Consequently, Qualcomm said the ruling gave it full clearance to continue shipping its Oryon-based products. Arm said it plans to appeal.

Qualcomm said the Ventana acquisition will further strengthen its strategy to design CPUs across PC, server, edge and embedded markets. Furthermore, the company said it expects RISC-V to support long-term innovation and enable new approaches to high-efficiency computing. The company added that Ventana’s technology will support future designs focused on AI performance, cloud scalability and domain-specific acceleration.

Furthermore, analysts said the Ventana acquisition shows how Qualcomm plans to deepen its commitment to heterogeneous computing as AI reshapes infrastructure demand.

Stacy Rasgon of Bernstein said Qualcomm now holds CPU assets across Arm and RISC-V, giving the company more flexibility as cloud providers adopt mixed architectures. Additionally, he said the deal strengthens Qualcomm’s position in a market where companies want CPUs that pair efficiently with AI accelerators.

Patrick Moorhead of Moor Insights & Strategy pointed to the move as a credibility boost for RISC-V in enterprise systems. He said Ventana’s designs already met performance expectations for data-center workloads, and the acquisition may push more hyperscalers to consider open-standard processors.

Furthermore, Moorhead argued that Qualcomm’s stronger CPU roadmap arrives at a moment when Arm-based designs are expanding in servers.
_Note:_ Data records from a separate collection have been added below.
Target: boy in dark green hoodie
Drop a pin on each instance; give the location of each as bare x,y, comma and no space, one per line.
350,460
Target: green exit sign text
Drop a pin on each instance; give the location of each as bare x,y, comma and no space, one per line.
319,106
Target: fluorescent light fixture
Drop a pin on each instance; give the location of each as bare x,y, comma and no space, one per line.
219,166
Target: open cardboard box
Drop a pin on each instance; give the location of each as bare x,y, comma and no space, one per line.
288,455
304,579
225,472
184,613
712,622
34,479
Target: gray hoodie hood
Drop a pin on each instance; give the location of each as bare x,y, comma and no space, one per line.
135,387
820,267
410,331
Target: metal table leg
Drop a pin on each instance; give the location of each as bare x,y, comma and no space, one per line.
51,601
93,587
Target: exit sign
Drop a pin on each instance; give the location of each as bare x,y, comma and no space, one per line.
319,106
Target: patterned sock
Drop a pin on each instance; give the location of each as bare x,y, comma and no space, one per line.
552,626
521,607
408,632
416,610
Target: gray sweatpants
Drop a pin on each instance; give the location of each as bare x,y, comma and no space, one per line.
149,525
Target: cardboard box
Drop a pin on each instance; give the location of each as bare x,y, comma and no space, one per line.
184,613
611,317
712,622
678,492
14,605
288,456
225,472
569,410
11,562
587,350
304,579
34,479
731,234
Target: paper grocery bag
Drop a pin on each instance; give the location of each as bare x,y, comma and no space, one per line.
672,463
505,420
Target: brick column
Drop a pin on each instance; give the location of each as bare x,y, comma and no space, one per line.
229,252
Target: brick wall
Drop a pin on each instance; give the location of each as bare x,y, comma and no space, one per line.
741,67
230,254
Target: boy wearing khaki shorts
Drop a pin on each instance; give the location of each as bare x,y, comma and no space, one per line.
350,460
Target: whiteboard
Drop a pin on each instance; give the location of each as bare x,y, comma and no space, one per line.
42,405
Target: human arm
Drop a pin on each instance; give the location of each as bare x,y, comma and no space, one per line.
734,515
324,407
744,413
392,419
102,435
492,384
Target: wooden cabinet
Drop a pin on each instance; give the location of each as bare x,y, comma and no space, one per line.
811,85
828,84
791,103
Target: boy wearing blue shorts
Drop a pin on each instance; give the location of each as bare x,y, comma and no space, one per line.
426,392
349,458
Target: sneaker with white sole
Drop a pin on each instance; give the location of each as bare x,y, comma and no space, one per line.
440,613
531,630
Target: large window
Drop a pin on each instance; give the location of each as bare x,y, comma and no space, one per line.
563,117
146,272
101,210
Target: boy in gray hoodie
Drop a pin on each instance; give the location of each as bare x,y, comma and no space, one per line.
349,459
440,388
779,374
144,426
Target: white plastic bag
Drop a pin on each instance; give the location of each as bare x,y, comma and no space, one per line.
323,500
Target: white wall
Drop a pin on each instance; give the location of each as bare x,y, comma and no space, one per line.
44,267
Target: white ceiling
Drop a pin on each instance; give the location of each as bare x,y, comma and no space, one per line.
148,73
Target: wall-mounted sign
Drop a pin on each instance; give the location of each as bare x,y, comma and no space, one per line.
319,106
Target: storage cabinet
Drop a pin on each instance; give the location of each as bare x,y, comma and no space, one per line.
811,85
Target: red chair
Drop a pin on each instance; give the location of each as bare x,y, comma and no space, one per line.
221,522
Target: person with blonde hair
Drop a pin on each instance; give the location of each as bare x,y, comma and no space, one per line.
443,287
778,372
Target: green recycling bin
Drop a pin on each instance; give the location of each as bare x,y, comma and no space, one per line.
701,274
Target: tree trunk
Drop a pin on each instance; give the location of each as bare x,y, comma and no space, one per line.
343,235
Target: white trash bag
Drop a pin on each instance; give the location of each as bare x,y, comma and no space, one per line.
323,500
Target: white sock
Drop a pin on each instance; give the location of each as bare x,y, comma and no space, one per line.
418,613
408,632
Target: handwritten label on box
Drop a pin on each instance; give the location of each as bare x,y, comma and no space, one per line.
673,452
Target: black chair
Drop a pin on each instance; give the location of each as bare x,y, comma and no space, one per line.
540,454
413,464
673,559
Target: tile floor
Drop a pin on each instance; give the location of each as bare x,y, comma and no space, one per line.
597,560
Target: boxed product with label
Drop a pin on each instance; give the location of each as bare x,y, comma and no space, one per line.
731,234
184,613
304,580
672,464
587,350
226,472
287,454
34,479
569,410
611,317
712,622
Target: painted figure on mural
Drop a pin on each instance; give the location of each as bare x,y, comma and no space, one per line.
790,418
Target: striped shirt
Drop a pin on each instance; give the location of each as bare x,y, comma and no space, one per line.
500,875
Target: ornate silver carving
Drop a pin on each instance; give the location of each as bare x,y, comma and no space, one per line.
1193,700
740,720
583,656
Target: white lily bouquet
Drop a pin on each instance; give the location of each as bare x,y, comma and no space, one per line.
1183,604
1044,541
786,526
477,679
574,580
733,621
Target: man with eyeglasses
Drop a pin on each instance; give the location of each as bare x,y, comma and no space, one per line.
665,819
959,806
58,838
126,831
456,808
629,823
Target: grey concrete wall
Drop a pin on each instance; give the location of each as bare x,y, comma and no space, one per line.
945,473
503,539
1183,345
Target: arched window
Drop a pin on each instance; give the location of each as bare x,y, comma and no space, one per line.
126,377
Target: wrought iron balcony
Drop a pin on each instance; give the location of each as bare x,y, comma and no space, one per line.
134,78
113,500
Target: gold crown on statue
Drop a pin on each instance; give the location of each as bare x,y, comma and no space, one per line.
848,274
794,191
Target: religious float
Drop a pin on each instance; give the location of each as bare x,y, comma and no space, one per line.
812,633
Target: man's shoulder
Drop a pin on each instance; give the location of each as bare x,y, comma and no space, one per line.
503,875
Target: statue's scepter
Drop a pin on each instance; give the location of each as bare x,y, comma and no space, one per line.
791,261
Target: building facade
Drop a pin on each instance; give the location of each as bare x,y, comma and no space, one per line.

Raymond James analyst Simon Leopold said the end of Qualcomm’s legal dispute with Arm removes a major strategic risk. In addition, he noted that the ruling frees Qualcomm to accelerate Oryon development in both PC and server markets. Meanwhile, he said the acquisition adds pressure on Intel Corp. (NASDAQ: INTC) and AMD (NASDAQ: AMD) as new architectures enter the field.